I think it's telling that "what if it was your mother, would you still?" is the question that finally breaks Carroll down in the ethics seminar and that the breakdown happens after Carroll's already answered that yes, he would still. I think that parallels what Rodney did to Atlantis, and I wonder if Carroll's intense physical reaction isn't supposed to give us some insight into how Rodney feels about what he did. He may feel it was the right decision, or the better decision, but that doesn't mean there's no psychological and emotional backlash involved.

[...]

But I suspect he still feels the guilt and that it drives some of his other decisions - running the ethics seminar in the first place, for example.

I agree with you totally about this. I think Rodney can recognize and even know on a gut level that killing -- or perhaps setting free -- Atlantis was the only thing he could do, but I think he still feels guilt about it and on some level always will.
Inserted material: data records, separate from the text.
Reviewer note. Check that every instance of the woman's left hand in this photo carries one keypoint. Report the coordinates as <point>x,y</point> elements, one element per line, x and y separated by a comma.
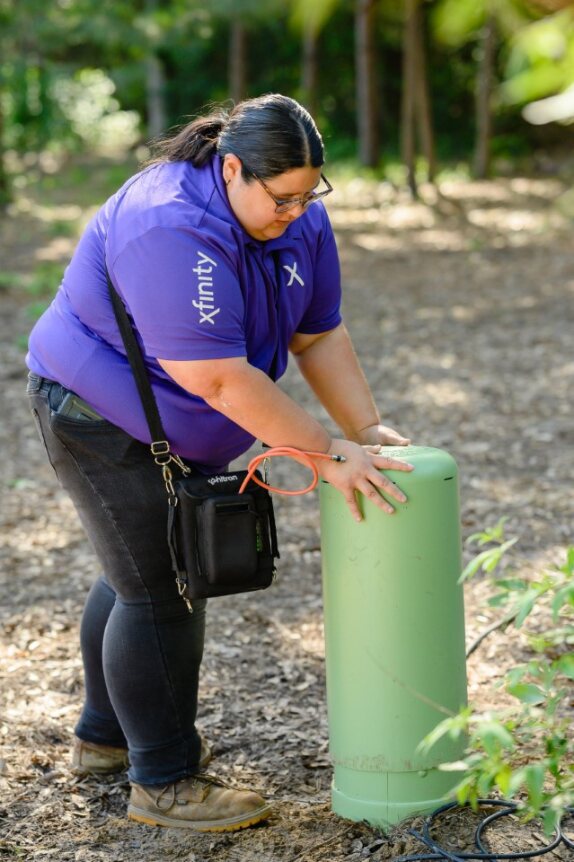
<point>381,435</point>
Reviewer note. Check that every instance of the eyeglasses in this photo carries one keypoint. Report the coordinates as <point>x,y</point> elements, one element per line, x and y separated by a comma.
<point>283,205</point>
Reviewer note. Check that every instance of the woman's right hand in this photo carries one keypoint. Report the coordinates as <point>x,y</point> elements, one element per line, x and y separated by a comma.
<point>360,472</point>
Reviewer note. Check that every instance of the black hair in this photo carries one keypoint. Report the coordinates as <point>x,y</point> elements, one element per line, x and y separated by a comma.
<point>270,134</point>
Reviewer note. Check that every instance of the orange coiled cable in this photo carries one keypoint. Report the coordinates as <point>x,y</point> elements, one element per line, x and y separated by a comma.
<point>300,455</point>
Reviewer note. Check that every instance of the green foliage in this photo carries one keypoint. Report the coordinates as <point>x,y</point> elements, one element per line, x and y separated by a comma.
<point>526,751</point>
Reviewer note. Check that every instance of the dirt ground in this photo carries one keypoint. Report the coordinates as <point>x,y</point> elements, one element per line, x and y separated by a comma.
<point>461,309</point>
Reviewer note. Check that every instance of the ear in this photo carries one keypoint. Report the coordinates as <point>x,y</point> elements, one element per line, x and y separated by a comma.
<point>231,168</point>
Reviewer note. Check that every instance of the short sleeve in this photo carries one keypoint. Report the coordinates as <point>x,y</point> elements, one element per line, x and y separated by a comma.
<point>183,295</point>
<point>324,309</point>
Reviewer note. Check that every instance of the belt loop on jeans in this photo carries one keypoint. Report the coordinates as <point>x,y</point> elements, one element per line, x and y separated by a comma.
<point>37,384</point>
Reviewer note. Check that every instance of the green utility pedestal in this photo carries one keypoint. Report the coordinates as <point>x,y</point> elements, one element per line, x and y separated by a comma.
<point>394,640</point>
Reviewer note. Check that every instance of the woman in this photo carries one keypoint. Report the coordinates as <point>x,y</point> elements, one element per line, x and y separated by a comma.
<point>224,267</point>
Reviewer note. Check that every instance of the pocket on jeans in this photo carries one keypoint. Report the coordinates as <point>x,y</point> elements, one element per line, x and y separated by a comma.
<point>96,438</point>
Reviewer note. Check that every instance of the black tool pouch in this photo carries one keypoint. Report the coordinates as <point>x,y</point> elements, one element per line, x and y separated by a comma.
<point>221,542</point>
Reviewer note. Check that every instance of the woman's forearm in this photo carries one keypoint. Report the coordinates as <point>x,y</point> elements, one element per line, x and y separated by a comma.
<point>248,397</point>
<point>331,368</point>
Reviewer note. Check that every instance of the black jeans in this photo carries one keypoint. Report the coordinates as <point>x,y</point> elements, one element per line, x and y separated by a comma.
<point>141,647</point>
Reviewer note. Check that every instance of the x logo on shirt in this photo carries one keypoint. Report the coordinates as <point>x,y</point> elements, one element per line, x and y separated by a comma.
<point>292,270</point>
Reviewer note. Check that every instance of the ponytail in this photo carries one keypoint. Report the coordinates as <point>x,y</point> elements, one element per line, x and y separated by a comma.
<point>196,142</point>
<point>271,134</point>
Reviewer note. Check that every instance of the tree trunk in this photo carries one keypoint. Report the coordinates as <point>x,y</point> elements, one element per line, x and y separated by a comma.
<point>155,96</point>
<point>309,69</point>
<point>237,60</point>
<point>366,76</point>
<point>4,185</point>
<point>484,83</point>
<point>422,96</point>
<point>155,84</point>
<point>409,94</point>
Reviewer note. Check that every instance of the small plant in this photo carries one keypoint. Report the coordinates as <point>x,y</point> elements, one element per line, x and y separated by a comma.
<point>525,751</point>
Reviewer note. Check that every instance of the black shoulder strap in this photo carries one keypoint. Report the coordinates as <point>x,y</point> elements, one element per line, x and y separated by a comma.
<point>136,361</point>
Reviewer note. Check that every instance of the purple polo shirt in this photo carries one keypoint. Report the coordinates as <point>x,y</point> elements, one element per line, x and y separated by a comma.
<point>196,286</point>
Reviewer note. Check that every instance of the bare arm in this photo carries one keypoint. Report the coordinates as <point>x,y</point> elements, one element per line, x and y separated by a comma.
<point>249,398</point>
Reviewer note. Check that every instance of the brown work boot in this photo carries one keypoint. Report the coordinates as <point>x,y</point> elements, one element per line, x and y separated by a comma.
<point>90,758</point>
<point>201,803</point>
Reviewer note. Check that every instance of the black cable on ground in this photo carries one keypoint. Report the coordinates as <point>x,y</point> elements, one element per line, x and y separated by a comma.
<point>439,852</point>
And part of that, I think, is because of why that was the only decision he could make. There's the death of John and the death of Atlantis, but there's another death here that we're not talking about and it's the death that led to both of the others, and that is the death of the Wraith.
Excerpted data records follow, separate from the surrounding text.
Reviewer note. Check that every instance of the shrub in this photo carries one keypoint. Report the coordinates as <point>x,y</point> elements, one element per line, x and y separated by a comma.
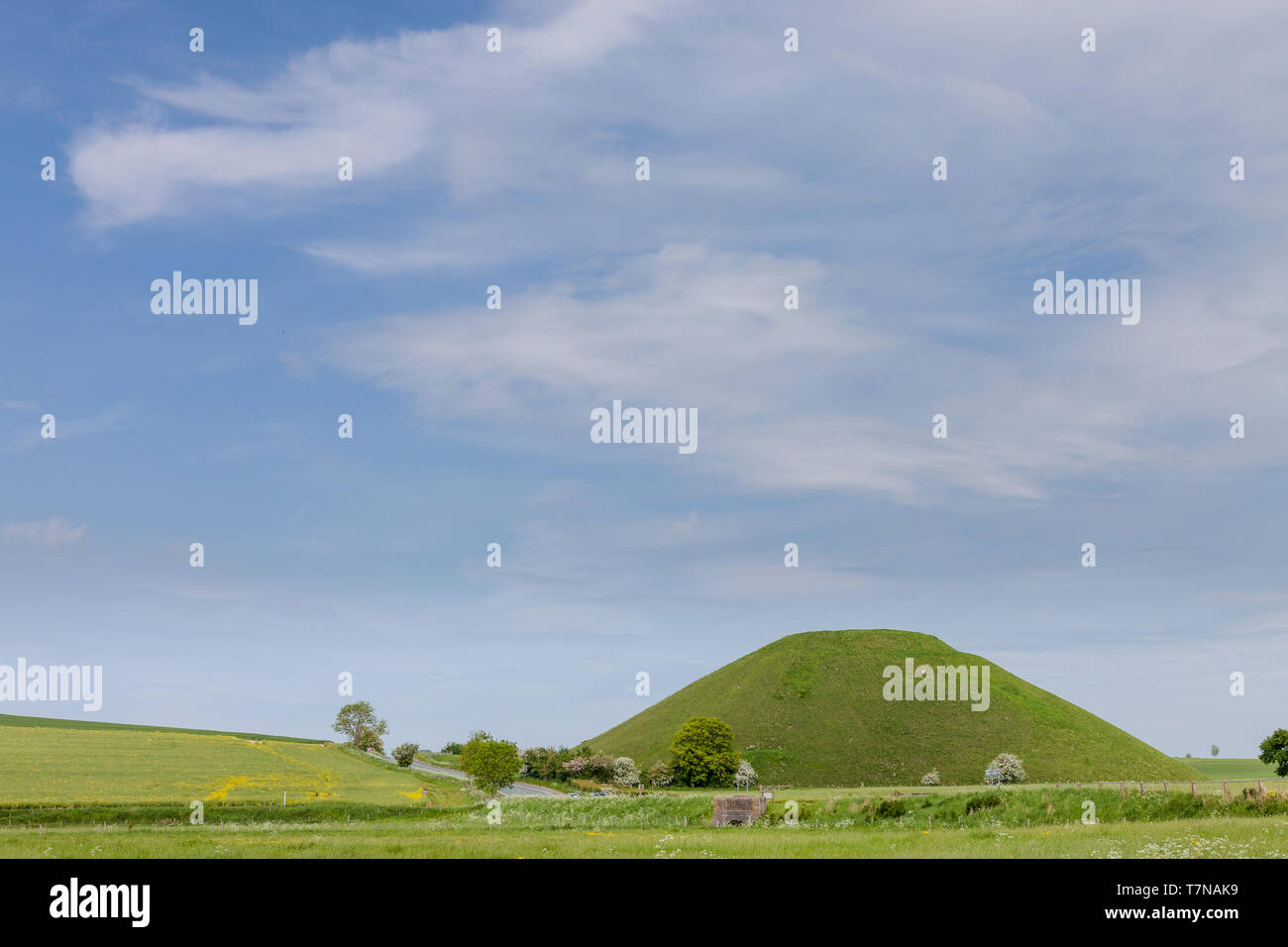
<point>625,772</point>
<point>1012,767</point>
<point>660,775</point>
<point>600,767</point>
<point>406,753</point>
<point>1274,751</point>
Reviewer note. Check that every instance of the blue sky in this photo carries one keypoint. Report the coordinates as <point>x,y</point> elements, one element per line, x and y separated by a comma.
<point>472,425</point>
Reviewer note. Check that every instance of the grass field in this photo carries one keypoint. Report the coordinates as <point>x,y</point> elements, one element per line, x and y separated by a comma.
<point>1234,770</point>
<point>71,763</point>
<point>1021,822</point>
<point>1201,838</point>
<point>809,710</point>
<point>103,791</point>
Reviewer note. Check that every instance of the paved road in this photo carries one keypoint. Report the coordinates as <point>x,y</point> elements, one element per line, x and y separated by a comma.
<point>519,789</point>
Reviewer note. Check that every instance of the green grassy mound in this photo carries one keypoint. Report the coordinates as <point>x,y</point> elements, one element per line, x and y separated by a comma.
<point>809,711</point>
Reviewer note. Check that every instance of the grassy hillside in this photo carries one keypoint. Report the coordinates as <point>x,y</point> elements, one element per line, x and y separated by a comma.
<point>809,710</point>
<point>59,762</point>
<point>1234,770</point>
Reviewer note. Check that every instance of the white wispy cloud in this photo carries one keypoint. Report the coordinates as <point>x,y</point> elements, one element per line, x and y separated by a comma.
<point>47,534</point>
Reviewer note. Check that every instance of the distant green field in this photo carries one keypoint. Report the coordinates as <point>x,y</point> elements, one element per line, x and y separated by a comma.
<point>58,723</point>
<point>65,763</point>
<point>1233,770</point>
<point>809,710</point>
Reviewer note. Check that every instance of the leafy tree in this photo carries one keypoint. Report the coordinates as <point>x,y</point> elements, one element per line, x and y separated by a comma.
<point>1274,751</point>
<point>492,764</point>
<point>660,775</point>
<point>406,753</point>
<point>476,740</point>
<point>360,723</point>
<point>702,753</point>
<point>1012,767</point>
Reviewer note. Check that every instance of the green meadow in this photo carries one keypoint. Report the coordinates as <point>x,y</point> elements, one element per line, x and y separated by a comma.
<point>85,764</point>
<point>1241,770</point>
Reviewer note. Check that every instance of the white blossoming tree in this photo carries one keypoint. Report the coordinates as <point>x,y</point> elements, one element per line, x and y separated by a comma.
<point>1012,767</point>
<point>625,772</point>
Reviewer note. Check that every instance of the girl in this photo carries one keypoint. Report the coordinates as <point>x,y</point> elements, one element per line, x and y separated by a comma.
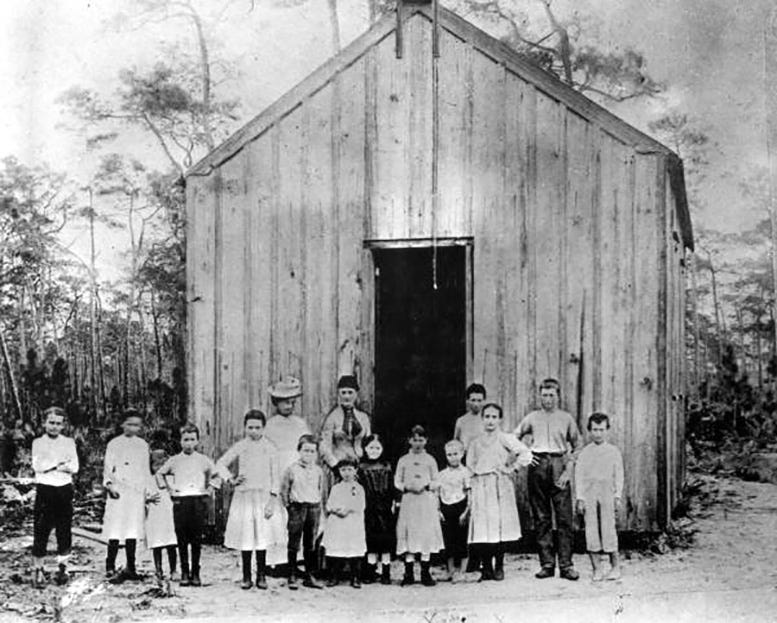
<point>160,528</point>
<point>255,500</point>
<point>494,514</point>
<point>376,477</point>
<point>418,529</point>
<point>344,534</point>
<point>125,477</point>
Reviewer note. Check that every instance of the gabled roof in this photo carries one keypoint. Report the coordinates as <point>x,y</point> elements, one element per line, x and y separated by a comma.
<point>486,44</point>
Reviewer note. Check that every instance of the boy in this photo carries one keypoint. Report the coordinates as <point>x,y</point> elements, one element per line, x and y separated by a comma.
<point>126,473</point>
<point>302,491</point>
<point>469,426</point>
<point>194,475</point>
<point>599,485</point>
<point>555,442</point>
<point>54,460</point>
<point>454,508</point>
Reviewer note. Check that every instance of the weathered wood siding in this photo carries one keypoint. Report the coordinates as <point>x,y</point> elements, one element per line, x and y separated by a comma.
<point>577,274</point>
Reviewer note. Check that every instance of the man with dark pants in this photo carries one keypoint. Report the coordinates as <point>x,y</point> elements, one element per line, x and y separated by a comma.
<point>555,442</point>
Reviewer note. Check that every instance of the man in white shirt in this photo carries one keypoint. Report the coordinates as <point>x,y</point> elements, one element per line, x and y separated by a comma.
<point>54,461</point>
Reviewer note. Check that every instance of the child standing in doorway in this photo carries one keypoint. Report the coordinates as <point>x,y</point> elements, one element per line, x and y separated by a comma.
<point>344,538</point>
<point>54,461</point>
<point>126,476</point>
<point>255,499</point>
<point>192,477</point>
<point>598,489</point>
<point>377,478</point>
<point>454,508</point>
<point>418,529</point>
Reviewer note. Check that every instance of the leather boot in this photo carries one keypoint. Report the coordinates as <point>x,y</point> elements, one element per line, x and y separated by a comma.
<point>426,576</point>
<point>408,578</point>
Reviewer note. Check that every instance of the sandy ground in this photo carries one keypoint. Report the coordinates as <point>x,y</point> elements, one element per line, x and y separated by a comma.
<point>730,574</point>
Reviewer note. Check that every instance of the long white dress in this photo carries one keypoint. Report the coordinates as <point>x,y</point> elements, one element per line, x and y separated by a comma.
<point>127,467</point>
<point>257,461</point>
<point>492,458</point>
<point>344,537</point>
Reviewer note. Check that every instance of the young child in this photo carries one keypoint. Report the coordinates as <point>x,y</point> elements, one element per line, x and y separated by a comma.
<point>160,527</point>
<point>191,476</point>
<point>344,538</point>
<point>491,459</point>
<point>418,529</point>
<point>454,508</point>
<point>301,492</point>
<point>255,498</point>
<point>54,461</point>
<point>377,478</point>
<point>126,476</point>
<point>598,488</point>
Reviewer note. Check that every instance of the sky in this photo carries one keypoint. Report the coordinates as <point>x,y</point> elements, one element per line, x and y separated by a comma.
<point>708,52</point>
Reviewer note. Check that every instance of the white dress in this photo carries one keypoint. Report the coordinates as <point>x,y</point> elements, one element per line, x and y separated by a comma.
<point>344,537</point>
<point>127,467</point>
<point>257,462</point>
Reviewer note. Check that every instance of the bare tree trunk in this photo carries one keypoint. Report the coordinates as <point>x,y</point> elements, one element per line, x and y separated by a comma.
<point>14,387</point>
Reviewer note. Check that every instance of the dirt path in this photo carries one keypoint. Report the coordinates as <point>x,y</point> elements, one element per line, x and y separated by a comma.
<point>731,571</point>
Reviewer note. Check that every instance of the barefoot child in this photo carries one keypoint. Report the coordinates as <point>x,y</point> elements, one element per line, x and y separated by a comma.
<point>344,538</point>
<point>454,508</point>
<point>377,479</point>
<point>126,476</point>
<point>491,458</point>
<point>256,496</point>
<point>302,489</point>
<point>192,476</point>
<point>54,461</point>
<point>160,527</point>
<point>418,527</point>
<point>599,486</point>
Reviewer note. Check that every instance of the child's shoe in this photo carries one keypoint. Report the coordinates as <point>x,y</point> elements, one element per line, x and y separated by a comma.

No matter how valid or necessary their reasoning, the Atlantis expedition successfully exterminated an entire alien race. And it haunts them all. The email from Elizabeth is the real clincher there for me, as is the way it's prefaced in the story: On the morning of the sixth anniversary of the final xenocide of the Wraith...

I think it's the reality of that xenocide that leads to the necessity of "killing" Atlantis and also to Rodney's ethics classes too, in a way. Because all of the survivors, but especially Rodney and Elizabeth, the surviving leaders had to make the decision to go down that path and they have to live with it for the rest of their lives. Rodney's ethics seminar seems to me to be not only about finding where your own lines are but recognizing that moral and ethical lines are permeable, and sometimes you have to cross them altogether, but it's better to do that with your eyes wide open, fully aware.

After making the ultimate ethical sacrifice in order to defeat the Wraith, to then turn around and just sit back while the SGC turned Atlantis into a weapons lab would ultimately have destroyed him, I think. It wasn't an option. In order to be able to live with the choices they'd made in the fight against the Wraith, Rodney had to kill Atlantis, and he'll always have some guilt over both of those things, I think, but I don't think he regrets them in the least.